I made sure to time the delivery so that it would be during a class we shared, Chemistry, so that I could feel the chemistry between us as he opened the message in front of me. On the big day, I wore a cute outfit from this underground brand called Brandy Melville, so Bartholomew would fall for me even harder. All of a sudden, I heard Miley Cyrus’s voice get louder—the seniors were coming, blasting “Party in the U.S.A” on their JBL speaker.

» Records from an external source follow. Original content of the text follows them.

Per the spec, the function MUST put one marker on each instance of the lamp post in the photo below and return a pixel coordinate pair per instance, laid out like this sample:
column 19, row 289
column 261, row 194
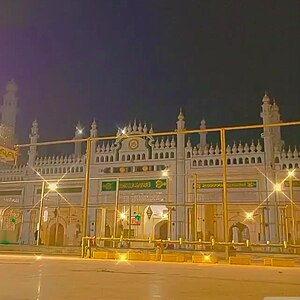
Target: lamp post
column 291, row 174
column 195, row 205
column 51, row 187
column 40, row 214
column 116, row 208
column 225, row 194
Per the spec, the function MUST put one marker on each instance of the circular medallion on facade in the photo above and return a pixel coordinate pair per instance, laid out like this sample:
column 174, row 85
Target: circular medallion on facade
column 122, row 170
column 133, row 144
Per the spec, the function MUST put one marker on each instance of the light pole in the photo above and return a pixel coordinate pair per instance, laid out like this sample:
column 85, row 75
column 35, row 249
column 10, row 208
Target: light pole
column 38, row 236
column 291, row 174
column 225, row 194
column 51, row 187
column 116, row 208
column 195, row 205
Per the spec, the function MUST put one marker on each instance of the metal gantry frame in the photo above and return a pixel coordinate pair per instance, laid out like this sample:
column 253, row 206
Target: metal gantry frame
column 221, row 130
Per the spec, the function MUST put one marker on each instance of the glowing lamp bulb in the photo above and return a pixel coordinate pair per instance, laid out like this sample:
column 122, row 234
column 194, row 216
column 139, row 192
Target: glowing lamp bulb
column 249, row 215
column 52, row 186
column 122, row 216
column 277, row 187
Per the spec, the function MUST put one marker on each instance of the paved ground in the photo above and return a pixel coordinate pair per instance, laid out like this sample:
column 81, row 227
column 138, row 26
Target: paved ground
column 55, row 278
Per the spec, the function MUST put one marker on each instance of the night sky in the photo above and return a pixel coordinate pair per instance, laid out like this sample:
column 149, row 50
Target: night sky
column 117, row 61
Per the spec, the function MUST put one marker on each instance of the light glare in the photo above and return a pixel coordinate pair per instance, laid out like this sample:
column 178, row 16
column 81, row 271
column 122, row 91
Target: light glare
column 52, row 186
column 277, row 187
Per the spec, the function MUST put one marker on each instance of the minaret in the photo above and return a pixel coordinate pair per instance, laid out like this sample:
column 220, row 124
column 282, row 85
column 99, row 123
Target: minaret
column 78, row 136
column 34, row 136
column 9, row 110
column 276, row 131
column 266, row 115
column 93, row 134
column 180, row 179
column 203, row 134
column 271, row 225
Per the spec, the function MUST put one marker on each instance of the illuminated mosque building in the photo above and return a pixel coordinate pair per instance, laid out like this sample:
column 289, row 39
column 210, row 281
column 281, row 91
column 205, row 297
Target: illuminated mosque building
column 166, row 187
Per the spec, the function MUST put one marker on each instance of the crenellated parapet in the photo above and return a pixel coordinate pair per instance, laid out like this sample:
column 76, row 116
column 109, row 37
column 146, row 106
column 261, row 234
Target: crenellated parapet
column 60, row 164
column 164, row 148
column 13, row 173
column 287, row 158
column 106, row 152
column 240, row 154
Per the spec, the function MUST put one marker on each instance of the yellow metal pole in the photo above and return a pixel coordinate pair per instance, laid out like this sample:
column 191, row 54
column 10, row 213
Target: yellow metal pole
column 40, row 214
column 225, row 194
column 87, row 188
column 292, row 210
column 116, row 208
column 195, row 205
column 169, row 207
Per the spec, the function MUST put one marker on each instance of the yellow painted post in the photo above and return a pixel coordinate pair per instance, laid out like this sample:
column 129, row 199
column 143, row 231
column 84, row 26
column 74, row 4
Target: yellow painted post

“Candygrams!!!,” they screamed, and started chucking the candy bags at kids in the class. Our teacher Ms. Watterson looked annoyed, and grumbled, “Ugh, they always interrupt our lesson at the worst times.” I thought she was mad because she got divorced last year and this was her first Valentine’s Day alone in a while.
I looked at Bartholomew but he had no candygrams on his desk! I started to panic, but I told myself that I would find the seniors later and ask them if they had lost it.

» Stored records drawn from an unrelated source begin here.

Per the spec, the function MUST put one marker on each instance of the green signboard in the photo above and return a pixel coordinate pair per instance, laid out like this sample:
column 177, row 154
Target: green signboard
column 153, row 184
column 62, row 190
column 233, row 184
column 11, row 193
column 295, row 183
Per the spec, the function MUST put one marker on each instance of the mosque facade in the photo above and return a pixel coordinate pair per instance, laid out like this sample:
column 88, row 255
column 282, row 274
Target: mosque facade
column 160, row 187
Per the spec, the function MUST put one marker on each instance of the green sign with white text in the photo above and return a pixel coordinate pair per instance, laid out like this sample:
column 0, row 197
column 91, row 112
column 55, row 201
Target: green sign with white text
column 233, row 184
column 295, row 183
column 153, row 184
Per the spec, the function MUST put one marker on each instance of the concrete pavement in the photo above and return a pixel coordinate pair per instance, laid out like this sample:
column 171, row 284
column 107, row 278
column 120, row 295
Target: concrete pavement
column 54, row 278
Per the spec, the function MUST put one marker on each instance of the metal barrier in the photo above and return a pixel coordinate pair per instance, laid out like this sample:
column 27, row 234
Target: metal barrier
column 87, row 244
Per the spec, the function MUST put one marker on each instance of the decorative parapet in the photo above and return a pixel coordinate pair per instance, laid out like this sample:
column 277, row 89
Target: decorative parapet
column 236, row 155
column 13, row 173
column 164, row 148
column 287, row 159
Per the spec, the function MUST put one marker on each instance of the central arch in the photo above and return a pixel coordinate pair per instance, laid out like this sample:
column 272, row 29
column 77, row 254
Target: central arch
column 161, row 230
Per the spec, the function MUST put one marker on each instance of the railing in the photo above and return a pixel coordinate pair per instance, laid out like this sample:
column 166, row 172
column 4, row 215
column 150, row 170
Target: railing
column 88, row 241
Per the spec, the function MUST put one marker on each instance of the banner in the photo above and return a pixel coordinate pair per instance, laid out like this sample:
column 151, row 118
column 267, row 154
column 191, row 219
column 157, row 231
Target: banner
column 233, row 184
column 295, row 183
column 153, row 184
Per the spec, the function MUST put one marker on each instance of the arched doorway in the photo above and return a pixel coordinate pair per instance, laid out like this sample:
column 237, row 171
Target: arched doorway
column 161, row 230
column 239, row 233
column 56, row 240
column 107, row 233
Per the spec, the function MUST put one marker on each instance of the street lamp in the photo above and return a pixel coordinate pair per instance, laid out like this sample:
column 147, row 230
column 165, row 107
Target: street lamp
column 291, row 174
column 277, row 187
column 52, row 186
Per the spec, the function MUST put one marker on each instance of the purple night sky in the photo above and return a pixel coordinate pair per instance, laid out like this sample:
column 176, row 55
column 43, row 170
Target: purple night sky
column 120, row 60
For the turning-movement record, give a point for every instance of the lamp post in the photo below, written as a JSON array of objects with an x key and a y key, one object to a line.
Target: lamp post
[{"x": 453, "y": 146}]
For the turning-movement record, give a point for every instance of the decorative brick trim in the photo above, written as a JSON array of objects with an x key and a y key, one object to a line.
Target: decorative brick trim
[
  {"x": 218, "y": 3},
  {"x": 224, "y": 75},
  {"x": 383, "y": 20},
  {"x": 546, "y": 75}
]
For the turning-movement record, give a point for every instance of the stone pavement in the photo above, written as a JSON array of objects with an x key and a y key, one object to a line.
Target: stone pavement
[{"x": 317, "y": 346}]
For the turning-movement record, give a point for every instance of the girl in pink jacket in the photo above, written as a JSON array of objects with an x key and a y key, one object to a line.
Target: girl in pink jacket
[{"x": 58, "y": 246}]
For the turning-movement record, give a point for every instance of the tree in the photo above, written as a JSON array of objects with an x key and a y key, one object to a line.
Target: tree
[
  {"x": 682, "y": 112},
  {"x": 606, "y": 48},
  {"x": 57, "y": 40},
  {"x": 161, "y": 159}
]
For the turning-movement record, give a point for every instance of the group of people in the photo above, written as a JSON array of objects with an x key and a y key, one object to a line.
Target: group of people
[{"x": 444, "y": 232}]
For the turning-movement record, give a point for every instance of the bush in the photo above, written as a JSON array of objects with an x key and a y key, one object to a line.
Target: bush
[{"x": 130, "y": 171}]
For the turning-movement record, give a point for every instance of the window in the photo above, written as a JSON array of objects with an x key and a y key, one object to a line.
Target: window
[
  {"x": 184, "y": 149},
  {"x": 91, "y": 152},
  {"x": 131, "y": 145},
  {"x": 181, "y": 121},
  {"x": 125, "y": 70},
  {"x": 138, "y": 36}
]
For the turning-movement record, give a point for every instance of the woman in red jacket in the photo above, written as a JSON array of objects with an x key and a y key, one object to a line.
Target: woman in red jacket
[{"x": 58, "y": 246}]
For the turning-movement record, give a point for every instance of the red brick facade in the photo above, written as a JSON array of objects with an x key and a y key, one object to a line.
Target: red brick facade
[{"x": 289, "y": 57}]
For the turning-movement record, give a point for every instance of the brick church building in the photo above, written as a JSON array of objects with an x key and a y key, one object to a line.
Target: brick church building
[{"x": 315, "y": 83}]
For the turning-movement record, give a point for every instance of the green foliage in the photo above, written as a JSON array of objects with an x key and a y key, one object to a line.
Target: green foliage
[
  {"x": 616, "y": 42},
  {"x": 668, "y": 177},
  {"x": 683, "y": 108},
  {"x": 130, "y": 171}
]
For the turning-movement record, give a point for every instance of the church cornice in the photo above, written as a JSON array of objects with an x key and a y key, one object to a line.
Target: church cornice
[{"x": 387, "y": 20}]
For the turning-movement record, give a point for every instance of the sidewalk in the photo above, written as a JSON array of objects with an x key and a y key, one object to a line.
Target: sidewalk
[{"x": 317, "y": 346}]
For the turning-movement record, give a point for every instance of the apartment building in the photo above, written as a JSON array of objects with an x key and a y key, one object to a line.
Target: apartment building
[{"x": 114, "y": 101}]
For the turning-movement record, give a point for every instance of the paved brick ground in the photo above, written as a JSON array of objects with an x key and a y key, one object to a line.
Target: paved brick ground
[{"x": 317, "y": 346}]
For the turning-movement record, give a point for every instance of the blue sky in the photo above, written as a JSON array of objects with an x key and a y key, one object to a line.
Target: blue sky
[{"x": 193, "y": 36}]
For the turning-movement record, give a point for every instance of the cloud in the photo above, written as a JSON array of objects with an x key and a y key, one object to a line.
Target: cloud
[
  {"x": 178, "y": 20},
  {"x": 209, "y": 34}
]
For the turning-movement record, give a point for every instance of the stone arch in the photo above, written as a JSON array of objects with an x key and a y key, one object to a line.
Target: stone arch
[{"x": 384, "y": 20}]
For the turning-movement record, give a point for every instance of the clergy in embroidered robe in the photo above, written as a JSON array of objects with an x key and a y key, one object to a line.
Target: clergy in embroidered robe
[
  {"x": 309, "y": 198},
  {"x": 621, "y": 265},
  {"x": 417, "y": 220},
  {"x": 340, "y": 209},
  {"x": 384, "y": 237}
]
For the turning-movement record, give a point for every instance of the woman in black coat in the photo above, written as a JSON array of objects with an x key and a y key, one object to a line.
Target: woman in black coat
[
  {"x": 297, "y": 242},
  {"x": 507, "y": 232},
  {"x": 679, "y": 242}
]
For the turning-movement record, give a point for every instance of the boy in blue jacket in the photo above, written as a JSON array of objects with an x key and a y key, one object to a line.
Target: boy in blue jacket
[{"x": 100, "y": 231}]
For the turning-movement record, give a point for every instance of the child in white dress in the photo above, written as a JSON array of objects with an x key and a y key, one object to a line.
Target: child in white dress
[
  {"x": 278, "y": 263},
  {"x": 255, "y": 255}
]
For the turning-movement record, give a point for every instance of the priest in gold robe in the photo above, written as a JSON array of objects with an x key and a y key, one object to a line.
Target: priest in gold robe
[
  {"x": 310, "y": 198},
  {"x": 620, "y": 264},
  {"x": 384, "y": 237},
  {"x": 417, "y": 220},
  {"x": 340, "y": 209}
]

When class ended, I packed my stuff and rushed out the door, but I suddenly felt a hand on my shoulder. “Yes. My answer is yes!”
I turned around and found myself face-to-face with some random kid with a crazy cowlick that made him look like an upside-down pushpin. “Wait, what do you mean, yes?”
He waved a candygram in my face. “You asked me to date you, and I say: absolutely!” I was totally confuzzled, and to make things worse, my headache from the two cans of Celsius I had chugged earlier kicked in. “But that was for Bartholomew…”
“Yeah, I know. I’m Barthomolew.”
Oh shoot—there were two Barthomolews in my class! I really should have checked GCal to see who was in my class before sending the candygram. Well, maybe I should have known everyone’s names already because it’s been six months, but you can’t blame a girl for having TikTok-induced short-term memory loss.
“Uhh, that was meant for the other Bartholomew. Sorry.” I snatched the candygram out of his hand and ran out of the science building towards the love of my life.
As I ran, I could hear the rejected Bartholomew sobbing on the floor of the Science Building, repeatedly muttering, “I’m such a single loser.” Weird.
I ran like the wind and finally caught up to my crush. Panting, handed him the candygram. He looked at me with what could only be described as deep adoration. I felt like I was in a Netflix movie, where I was Sydney Sweeney and Bartholomew was also there. So you can guess how surprised I was when Bartholomew said, “Um, I have a girlfriend. Yo, thanks for the candy though.” Unfortunately, it turns out the look of deep adoration was really a look of disinterest.
I stomped away and locked myself in the Recharge Room in the library (very underrated space, by the way). I’m such a single loser.